University of Minnesota Alumni Association

Feature

A Place to Serve

The University’s YMCA programs offer multiple ways for individuals—especially those from underrepresented groups—to embrace leadership,work for social justice, and make an impact on the world.

Scott Streble

When McKayla Beaulieu (B.A. ’18, M.A. ’20) originally found her way to the University YMCA on the Twin Cities campus, she was looking for a place to serve. The Bemidji native knew she loved children, and she’d heard that the UY offered opportunities to engage with K-12 students. 

Through a UY initiative called Healthy Kids Matter (HKM), which is a mentorship program that matches college students with elementary schoolers, Beaulieu found what she’d been seeking. Working with young children while growing into a leader—Beaulieu worked her way up to program manager of HKM—was as fulfilling as she’d hoped. But that’s not all she gained. She also discovered a community of caring, values-driven friends. 
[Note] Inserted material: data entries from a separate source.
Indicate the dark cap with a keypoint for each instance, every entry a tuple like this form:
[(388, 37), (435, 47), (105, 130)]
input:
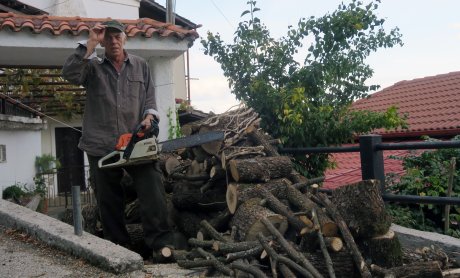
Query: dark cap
[(114, 25)]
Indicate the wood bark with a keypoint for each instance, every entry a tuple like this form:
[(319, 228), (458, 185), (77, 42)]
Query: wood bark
[(248, 217), (170, 164), (238, 193), (327, 257), (342, 261), (328, 227), (334, 244), (260, 169), (384, 251), (260, 139), (290, 250), (213, 147), (428, 269), (277, 206), (347, 236), (362, 207), (187, 197)]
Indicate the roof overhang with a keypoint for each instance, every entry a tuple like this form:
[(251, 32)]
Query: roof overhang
[(28, 40), (45, 49)]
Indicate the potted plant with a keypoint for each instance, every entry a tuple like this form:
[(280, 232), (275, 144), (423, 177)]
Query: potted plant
[(46, 164)]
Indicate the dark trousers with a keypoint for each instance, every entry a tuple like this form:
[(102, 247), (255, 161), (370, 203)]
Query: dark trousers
[(150, 193)]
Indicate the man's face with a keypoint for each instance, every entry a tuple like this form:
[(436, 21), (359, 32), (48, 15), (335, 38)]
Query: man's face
[(113, 43)]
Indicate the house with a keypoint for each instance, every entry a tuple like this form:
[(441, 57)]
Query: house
[(41, 34), (432, 105)]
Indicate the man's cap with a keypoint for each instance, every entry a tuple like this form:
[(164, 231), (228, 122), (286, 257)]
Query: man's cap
[(114, 25)]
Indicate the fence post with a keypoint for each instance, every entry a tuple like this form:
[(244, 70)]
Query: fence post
[(76, 208), (372, 159)]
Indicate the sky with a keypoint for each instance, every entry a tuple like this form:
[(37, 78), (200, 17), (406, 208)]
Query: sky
[(430, 32)]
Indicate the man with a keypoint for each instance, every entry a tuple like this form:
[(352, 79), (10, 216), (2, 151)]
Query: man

And through her HKM work at at Bdote Learning Center, a K-8 Ojibwe and Dakota school in Minneapolis, Beaulieu came to learn about and embrace her own Indigenous identity. 

Beaulieu’s grandfather, who attended trade school and started a business in Bemidji, was from the White Earth Reservation. “[H]e never really embraced the culture,” Beaulieu says. “Bemidji is in the middle of three different Native reservations, but I had never explored that part of myself. In school, there was a bit of a divide between being Native American or being white. It was like, OK, which side am I going to pick?” 
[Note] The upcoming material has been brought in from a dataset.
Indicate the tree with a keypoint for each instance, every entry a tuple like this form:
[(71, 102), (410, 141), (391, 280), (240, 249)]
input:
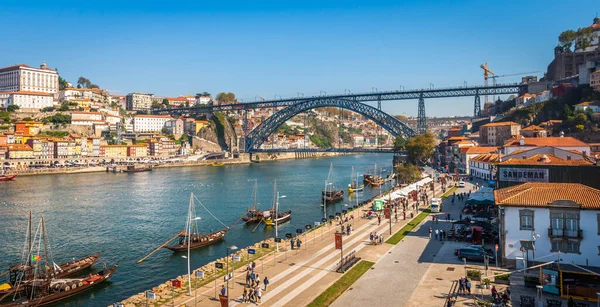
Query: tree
[(408, 173), (399, 143), (420, 148), (13, 107), (226, 97), (62, 83), (566, 39), (83, 82)]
She credits her time at Bdote, and the “accepting, supportive, safe”—and diverse—community she found at the UY with helping her grow into herself. When Beaulieu graduated from the U of M, she decided to participate in the Native American Honoring Ceremony at commencement. 

UY students come from virtually every walk of life, but “the common factor is, we all have a passion for community work,” says Eric Dormoh Jr. (B.S. ’18), who also worked in the HKM program and is now a UY board member. “The UY gives you that opportunity to engage in the community—to use your own gifts to help [others]. It’s a welcoming and family-like space ... and it’s also a change agent.” 

Students who participate in the Y Collegiate Achievers Program meet weekly with peer mentors and staff to discuss themes such as identity, higher education resources, how to build professional networks, and how to dispel mental health stigmas.
Scott Streble

Cultivating leaders for over a century 
Initially formed in 1887 for the purpose of “meeting the spiritual needs” of young men, the University of Minnesota YMCA—unlike community Ys around the country—has never been a fitness facility. Instead, the UY focuses on preparing students for life after school, focusing on developing young leaders and helping students navigate academics and life on campus. Today it’s part of the YMCA of the North, but its programs and services have always been uniquely designed to serve U of M students. 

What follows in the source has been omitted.